Die wundersamen Eigenschaften Rasputins blieben auch dem Hofe des Zaren in St. Petersburg nicht verborgen. Im Jahre 1907 wurde Rasputin zu Zar Nikolaus II. Alexandrowitsch (1868-1918) gerufen. Sein Sohn Alexis litt unter Hämophilie ("Bluterkrankheit"), und Rasputin gelang es tatsächlich, das Leiden des jungen Thronfolgers zu lindern. Dies brachte ihm die uneingeschränkte Gunst der Zarin Alexandra und die Bewunderung des Zaren ein. Rasputin nutzte die Protektion des Zarenhofes und verschaffte sich eine einflussreiche Stellung. Er vermied es allerdings, am Hofe zu leben und schockierte weiterhin die Bewohner von St. Petersburg mit seinen wilden Ausschweifungen.

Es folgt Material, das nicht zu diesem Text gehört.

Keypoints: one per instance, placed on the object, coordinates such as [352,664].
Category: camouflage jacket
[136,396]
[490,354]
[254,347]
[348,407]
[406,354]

Rasputins Einfluss auf die Zarenfamilie und sein Lebenswandel riefen vor allem in Kreisen konservativer Adliger Bestürzung hervor. Er wurde als Ursache der Kriegsniederlage gegen Japan 1904/1905, der Revolution 1905 und den sich abzeichnenden russischen Zusammenbruch im 1. Weltkrieg angesehen. Erst nachdem mehrere Attentatsversuche fehlgeschlagen waren, gelang es einer Handvoll Verschwörer, ihn in eine Falle zu locken und zu ermorden. Dabei war Rasputins Tod genauso ungewöhnlich, wie sein Leben:
Die Verschwörer, Prinz Felix Jussupow, Wladimir Purischkjewitsch, Dmitri Pawlowitsch Romanow (ein Neffe des Zaren), Oberst Suchotin und Dr. Stanislaus Lasowert, versuchten zunächst, Rasputin zu vergiften. Nachdem Rasputin mehrere mit Zyankali gefüllte Törtchen überlebte, schossen die Verschwörer auf ihn. Doch auch diese Schüsse waren noch nicht tödlich. Daraufhin fesselten die Verschwörer Rasputin, fuhren ihn auf eine Brücke über die Newa und warfen ihn schließlich in die eisigen Fluten, wo er dann ertrank.
Dieser Text soll Vater Grigori ehren und ihn rühmen. Ewig lebt der Toten Tatenruhm!